China’s Economic Growth: Implications for the Defense Budget

China's Economic Growth
Implications for the Defense Budget

by Dwight H. Perkins
September 15, 2005

This chapter examines whether China will be able to sustain high rates of economic growth over the coming decades and draws implications for the Chinese defense budget.


  • Numerous weaknesses in the Chinese economy include a banking system with non-performing loans, serious environmental challenges, and the need to accommodate 300–500 million rural-to-urban migrants over the next two decades.
  • Barring war in the Taiwan Strait, however, high rates of economic growth are likely to continue in China for at least the next decade. Both China’s high rate of investment and the rapid expansion in the education level of its workforce are likely to continue. The large pool of underemployed rural labor can also be shifted to higher productivity urban jobs.
  • During the first half of the reform period, military expenditures did not seem to increase at all in real terms.
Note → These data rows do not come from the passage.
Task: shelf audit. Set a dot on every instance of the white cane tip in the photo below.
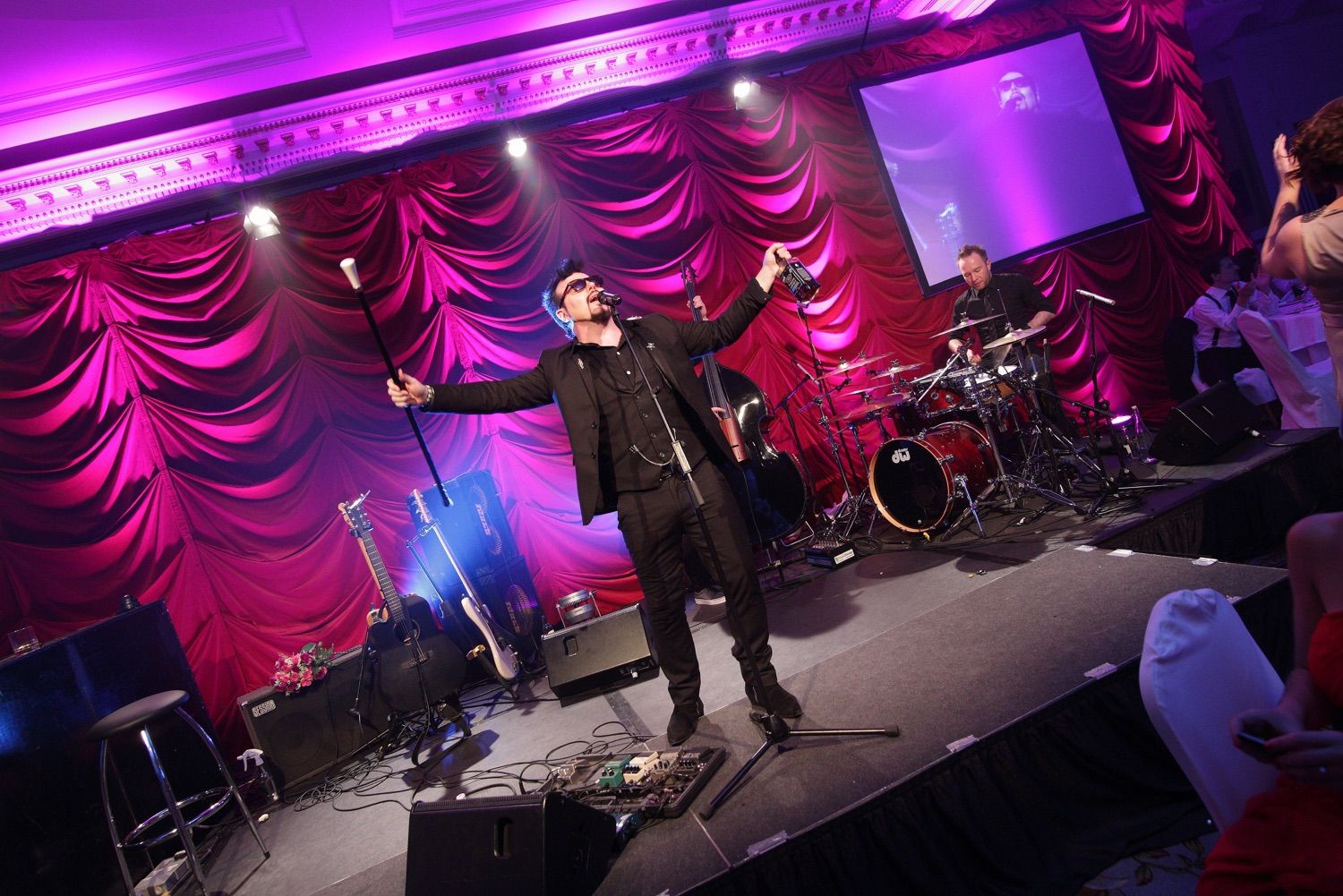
(351, 271)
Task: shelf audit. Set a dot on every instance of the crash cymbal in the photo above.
(1014, 336)
(896, 370)
(845, 368)
(964, 324)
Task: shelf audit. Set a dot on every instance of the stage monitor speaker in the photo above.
(306, 734)
(1205, 426)
(529, 845)
(599, 653)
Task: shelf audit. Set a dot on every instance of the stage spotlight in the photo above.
(261, 222)
(746, 93)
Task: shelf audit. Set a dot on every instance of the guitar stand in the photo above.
(424, 723)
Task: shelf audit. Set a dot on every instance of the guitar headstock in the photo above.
(690, 289)
(356, 517)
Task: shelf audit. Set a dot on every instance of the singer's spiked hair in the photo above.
(1211, 266)
(550, 303)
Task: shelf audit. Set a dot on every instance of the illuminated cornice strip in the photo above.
(309, 136)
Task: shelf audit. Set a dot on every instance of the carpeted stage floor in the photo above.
(1020, 646)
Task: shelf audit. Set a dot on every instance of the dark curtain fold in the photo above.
(184, 411)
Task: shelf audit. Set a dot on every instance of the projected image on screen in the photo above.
(1015, 152)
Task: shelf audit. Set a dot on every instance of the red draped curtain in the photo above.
(183, 413)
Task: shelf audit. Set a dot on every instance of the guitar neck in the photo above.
(384, 582)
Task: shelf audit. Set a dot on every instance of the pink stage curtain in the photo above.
(183, 413)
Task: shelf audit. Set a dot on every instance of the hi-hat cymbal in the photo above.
(1014, 336)
(870, 410)
(872, 388)
(845, 368)
(964, 325)
(896, 370)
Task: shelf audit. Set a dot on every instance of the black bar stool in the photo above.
(137, 716)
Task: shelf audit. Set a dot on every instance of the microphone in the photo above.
(351, 273)
(1096, 298)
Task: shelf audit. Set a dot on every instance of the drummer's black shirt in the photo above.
(1010, 293)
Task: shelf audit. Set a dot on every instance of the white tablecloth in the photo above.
(1302, 329)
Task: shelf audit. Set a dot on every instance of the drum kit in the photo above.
(950, 443)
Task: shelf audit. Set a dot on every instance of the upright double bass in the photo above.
(768, 482)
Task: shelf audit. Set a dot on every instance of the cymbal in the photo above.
(872, 408)
(872, 388)
(1015, 336)
(843, 368)
(896, 370)
(964, 324)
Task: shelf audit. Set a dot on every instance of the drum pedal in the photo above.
(830, 552)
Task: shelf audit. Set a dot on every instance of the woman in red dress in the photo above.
(1291, 839)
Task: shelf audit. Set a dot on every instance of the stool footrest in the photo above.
(137, 837)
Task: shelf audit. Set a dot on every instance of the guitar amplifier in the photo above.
(596, 654)
(306, 734)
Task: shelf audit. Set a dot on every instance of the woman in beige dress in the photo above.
(1311, 246)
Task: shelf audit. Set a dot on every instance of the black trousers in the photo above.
(1217, 364)
(653, 525)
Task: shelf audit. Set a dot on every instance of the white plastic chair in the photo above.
(1307, 392)
(1200, 668)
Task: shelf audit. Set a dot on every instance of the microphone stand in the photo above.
(774, 727)
(1092, 415)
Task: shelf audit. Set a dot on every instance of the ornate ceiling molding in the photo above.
(308, 137)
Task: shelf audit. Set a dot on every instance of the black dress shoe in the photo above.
(682, 723)
(781, 702)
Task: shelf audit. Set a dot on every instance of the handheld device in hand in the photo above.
(1254, 745)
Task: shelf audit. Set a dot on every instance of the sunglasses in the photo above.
(582, 284)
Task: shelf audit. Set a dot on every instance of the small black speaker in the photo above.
(599, 653)
(305, 734)
(529, 845)
(1205, 426)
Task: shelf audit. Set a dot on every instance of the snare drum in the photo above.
(577, 606)
(916, 482)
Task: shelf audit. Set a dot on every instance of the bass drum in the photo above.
(915, 480)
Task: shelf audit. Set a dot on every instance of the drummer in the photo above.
(1013, 303)
(1012, 300)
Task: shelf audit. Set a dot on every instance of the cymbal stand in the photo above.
(824, 397)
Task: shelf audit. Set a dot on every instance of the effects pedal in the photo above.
(830, 552)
Since 1996, however, defense expenditures have been rising more rapidly than the growth rate of GDP.
  • Sustained high rates of growth help China to remain politically stable, which is in the best interests of the U.S.
  • By contrast, protectionist trade measures directed at China will make little real difference to unemployment levels in the U.S. or the size of the U.S. current account deficit, but could hurt Chinese growth and certainly increase tension between the two nations.
  • China’s defense expenditure will continue to rise. The U.S. is not in a position to stop this growth, but there is likewise little reason for the U.S. (or the European Union) to try to facilitate this growth, either through direct sales of advanced weaponry or by cooperation in research that has clear military applications.